What to do: Pour and mix the small bowl into the big bowl, but not the daikon, onions, and plum paste. While it made sense to me that daikon was a pickle on the side, I wasn’t sure what to do about the onions. Only after asking did the server explain that they are also meant to be eaten on the side, simply saying, “the plum paste takes away the sharpness of the onion.”
Noodling around: Red Lantern’s website says that the restaurant specializes in “contemporary Northern Chinese-Korean cooking with influences from neighboring Asian specialties without compromising authenticity or taste.”

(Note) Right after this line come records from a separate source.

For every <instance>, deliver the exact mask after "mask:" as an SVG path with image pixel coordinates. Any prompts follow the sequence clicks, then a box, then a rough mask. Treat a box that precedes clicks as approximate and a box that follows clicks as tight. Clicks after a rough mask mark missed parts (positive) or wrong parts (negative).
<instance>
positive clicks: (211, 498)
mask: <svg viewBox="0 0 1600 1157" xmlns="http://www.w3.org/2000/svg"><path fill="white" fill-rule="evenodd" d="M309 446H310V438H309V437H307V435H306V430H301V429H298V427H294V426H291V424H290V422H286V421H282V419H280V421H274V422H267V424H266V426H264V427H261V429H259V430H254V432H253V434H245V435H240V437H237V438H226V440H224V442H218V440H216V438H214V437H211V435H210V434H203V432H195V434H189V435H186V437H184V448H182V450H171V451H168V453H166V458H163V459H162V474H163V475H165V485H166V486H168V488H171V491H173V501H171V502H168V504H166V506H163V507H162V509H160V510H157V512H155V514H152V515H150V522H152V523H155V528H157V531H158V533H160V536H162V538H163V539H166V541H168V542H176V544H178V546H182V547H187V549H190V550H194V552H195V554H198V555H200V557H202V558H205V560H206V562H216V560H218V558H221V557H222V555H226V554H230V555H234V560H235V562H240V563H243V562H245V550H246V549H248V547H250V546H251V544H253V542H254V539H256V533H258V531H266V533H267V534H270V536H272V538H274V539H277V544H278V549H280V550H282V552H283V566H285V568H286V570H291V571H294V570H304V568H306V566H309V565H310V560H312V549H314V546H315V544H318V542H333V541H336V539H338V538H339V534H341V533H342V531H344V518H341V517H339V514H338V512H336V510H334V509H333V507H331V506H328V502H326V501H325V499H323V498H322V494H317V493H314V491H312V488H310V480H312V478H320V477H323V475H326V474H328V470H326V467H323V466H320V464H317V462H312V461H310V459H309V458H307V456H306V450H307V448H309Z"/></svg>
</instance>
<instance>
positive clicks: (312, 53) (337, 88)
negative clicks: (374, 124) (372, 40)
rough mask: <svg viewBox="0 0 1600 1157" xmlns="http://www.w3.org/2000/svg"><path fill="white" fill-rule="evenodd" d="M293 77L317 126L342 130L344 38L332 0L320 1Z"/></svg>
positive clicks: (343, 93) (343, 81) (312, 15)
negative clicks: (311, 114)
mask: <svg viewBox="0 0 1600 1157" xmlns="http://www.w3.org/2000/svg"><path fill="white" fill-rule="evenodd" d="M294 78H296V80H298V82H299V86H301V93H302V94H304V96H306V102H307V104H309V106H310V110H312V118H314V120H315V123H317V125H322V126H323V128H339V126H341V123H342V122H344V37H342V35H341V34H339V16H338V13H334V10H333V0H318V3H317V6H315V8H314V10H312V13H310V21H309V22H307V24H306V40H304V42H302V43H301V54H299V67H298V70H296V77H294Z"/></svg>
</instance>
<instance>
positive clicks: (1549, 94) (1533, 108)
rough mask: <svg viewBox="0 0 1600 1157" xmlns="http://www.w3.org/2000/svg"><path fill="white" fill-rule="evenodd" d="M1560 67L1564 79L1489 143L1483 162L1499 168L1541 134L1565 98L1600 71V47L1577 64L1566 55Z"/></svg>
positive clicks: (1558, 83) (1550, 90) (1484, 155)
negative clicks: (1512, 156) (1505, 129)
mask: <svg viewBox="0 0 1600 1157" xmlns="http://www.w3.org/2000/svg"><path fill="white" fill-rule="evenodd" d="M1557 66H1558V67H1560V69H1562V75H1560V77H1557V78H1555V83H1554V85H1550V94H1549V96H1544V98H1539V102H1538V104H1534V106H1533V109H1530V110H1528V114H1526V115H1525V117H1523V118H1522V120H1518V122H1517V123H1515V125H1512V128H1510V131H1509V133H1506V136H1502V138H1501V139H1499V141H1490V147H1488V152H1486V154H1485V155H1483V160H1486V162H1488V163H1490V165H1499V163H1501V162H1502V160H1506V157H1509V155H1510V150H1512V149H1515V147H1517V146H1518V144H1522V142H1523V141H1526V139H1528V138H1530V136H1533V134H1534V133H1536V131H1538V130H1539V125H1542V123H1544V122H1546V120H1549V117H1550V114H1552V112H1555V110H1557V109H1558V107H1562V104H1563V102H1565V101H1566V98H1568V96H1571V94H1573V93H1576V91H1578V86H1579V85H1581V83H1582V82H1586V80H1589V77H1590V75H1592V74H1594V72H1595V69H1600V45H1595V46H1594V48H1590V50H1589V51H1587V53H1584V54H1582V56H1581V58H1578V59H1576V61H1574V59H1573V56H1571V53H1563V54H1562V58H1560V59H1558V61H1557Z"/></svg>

This might explain why the ja-jang noodles were different than the “zha-jiang mian” (fried sauce noodles) I’m accustomed to eating. Those noodles tend to be topped by ground pork stir-fried with fermented soybean paste (the zha-jiang), with julienned cucumber atop that. The intense black color was familiar, but Red Lantern’s Korean-influenced (northern Chinese, apparently) version added seafood to beef (interesting, though I ultimately prefer pure pork) and zucchini (also interesting, but overlapped too much with the cucumber for me).
The dish has a deep, earthy taste, just as you might expect from something this dark. I did enjoy the slices of pickled daikon to provide an acidic and refreshing crunch to counter the noodle sauce, but I never got quite comfortable with the onions.
If still hungry: Perhaps try one of the tea-influenced desserts: either the black tea crème brulee cream infused with black tea and caramelized sugar or the red tea tiramisu with mascarpone cheese, red tea, and brandy (both $4.95).
Be aware/beware: I am happy to see a new restaurant in the International District, and hope others will follow suit. And while I appreciate the mission to combine the culinary traditions of China and Korea, the menu seems to be all over the map, busting borders in being pan-Asian. A little focus would help Red Lantern establish a firmer identity.
First published in Seattle Weekly’s Voracious on March 15, 2011.
(Additional thought: I’m surprised that my friends at Seattle Metropolitan included this as one of the area’s best Chinese restaurants for 2010. For example, I also tried the basil-lime shrimp, which was far from perfect–lacking in basil and in need of more lime.)